I love good French bistro or brasserie food. The really good spots are few and far between here in BA, and when a friend suggested checking out Bouchon, Tucumán 400 in Microcentro, 4313-3358, my first question was, “Isn’t that the place owned by the owners of Petanque?” He affirmed it was, neither of us like the place in the slightest – with its useless service and truly awful food – so why were we going to their sister restaurant? Then again, I’d tried the same owner’s short-lived Sangria and liked it, and, which I didn’t realize had been short-lived until realizing that Bouchon is at the same address. So, off we went. High marks right off the bat for very friendly, helpful service, our waitress going out of her way to talk about several of the dishes, explain them, and even, amazingly, make some recommendations! There is hope. The food, while not spectacular, fairly good. My salade lyonnaise very nicely made, with a perfectly poached egg, a very good puree style gazpacho, both made good first impressions.

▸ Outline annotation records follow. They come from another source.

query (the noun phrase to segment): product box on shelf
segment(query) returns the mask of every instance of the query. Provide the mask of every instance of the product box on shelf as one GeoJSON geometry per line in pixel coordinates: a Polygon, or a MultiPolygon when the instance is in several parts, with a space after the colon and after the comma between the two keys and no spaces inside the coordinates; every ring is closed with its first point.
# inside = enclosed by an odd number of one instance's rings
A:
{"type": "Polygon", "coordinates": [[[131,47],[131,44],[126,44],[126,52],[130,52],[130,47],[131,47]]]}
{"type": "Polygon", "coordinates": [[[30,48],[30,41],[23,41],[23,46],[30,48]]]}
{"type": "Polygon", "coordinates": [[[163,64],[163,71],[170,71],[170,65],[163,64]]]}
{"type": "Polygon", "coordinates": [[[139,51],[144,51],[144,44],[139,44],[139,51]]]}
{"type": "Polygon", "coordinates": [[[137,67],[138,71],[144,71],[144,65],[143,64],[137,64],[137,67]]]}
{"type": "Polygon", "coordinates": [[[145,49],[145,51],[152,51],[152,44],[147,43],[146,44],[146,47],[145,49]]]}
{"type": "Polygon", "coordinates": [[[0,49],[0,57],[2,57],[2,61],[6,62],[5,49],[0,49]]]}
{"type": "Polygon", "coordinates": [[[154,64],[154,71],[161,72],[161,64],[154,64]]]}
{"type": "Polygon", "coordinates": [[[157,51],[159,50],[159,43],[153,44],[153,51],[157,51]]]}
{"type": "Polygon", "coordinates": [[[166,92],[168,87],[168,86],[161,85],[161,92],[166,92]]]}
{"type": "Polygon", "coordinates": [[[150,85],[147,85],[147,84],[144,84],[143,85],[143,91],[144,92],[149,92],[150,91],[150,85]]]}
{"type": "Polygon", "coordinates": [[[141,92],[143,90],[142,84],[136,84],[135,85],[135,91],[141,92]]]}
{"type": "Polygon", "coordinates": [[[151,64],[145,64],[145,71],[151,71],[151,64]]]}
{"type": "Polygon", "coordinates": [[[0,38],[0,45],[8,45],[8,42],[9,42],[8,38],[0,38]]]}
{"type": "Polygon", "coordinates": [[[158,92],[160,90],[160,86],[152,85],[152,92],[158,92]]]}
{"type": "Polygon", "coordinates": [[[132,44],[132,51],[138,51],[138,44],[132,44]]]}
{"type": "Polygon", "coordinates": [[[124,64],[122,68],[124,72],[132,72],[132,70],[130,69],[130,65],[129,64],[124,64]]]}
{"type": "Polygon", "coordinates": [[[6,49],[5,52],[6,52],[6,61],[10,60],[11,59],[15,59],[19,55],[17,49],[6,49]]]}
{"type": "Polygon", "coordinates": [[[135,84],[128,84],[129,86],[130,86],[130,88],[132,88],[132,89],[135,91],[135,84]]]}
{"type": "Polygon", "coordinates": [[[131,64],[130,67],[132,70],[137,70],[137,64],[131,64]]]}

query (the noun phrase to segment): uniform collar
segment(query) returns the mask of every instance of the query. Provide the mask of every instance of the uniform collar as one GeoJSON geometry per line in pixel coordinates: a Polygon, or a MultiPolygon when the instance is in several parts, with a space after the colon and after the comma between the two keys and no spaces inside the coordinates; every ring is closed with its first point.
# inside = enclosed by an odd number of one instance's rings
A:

Second impressions were not quite as good, though still not bad – a charcouterie plate that consisted of a trio of slices of four different cured meats – nothing French – just plain basic ham, salami, turkey, and prosciutto served with a couple of mini-squares of toast, and a plate of garlicky broiled snails that our waitress assured us were not canned, but locally raised – tough to believe given how tasteless and watery they were – the garlic butter was the only flavor to the dish. The place is worth another shot one day when I happen to be in the ‘hood. [The place ended up just as short-lived as its predecessor.]